In the not-too-distant future, vehicles will communicate autonomously with other vehicles (autos, trucks, buses and trains), with pedestrians and bicyclists using mobile devices, and with roadside infrastructure (traffic signals, dynamic message signs and closed-circuit cameras). 

Wirelessly networked vehicles have the potential to transform the way we travel — and to prevent collisions.

Connected vehicles technology includes:

  • Wireless connectivity between vehicles, roadside infrastructure and mobile devices (e.g., smart phones)
  • Safety warnings that alert drivers and automated driving systems of potentially dangerous conditions before the driver is aware of them

Connected vehicles communicate with each other, so every vehicle on the road would be aware of where other nearby vehicles are. Drivers and automated driving systems would receive in-vehicle alerts of dangerous situations, such as someone about to run a red light, an oncoming car or someone swerving into their lane to avoid an object on the road.

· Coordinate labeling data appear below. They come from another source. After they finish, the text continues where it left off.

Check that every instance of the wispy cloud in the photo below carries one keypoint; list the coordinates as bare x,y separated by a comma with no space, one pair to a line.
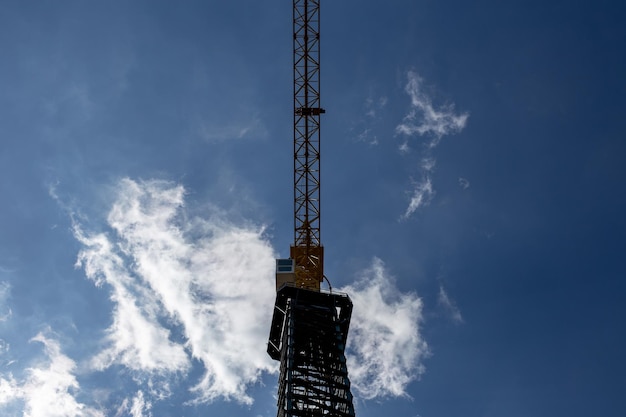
5,310
210,278
449,306
385,345
48,389
424,119
190,290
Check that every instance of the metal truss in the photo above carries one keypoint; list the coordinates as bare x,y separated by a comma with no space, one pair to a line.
312,328
307,250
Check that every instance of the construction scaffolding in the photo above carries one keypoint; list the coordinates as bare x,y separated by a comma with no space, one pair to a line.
308,336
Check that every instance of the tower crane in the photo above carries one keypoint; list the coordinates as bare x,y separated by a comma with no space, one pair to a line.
309,326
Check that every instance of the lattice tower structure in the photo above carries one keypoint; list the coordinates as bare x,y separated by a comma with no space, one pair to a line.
309,326
307,250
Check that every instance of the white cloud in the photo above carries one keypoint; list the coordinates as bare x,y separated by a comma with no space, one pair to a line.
385,347
49,389
449,305
424,119
209,277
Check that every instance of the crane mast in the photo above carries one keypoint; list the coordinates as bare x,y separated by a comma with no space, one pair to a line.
307,250
309,326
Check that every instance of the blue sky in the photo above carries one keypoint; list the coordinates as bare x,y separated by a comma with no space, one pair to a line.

Connected Vehicle Technology

Using 5.9GHz communications or other forms of wireless connectivity (such as 5G, LTE or wifi), connected vehicle technologies include Vehicle-to-Vehicle (V2V), Vehicle-to-Infrastructure (V2I) or Vehicle-to-Everything (V2X) messages.

Federal, state and local agencies around the world are working with the private sector companies (e.g., original equipment manufacturers/automakers, equipment suppliers, technology and telecom), and academic and research institutions to develop and deploy connected vehicle technologies that can provide safety, mobility, operational and environmental benefits to the public.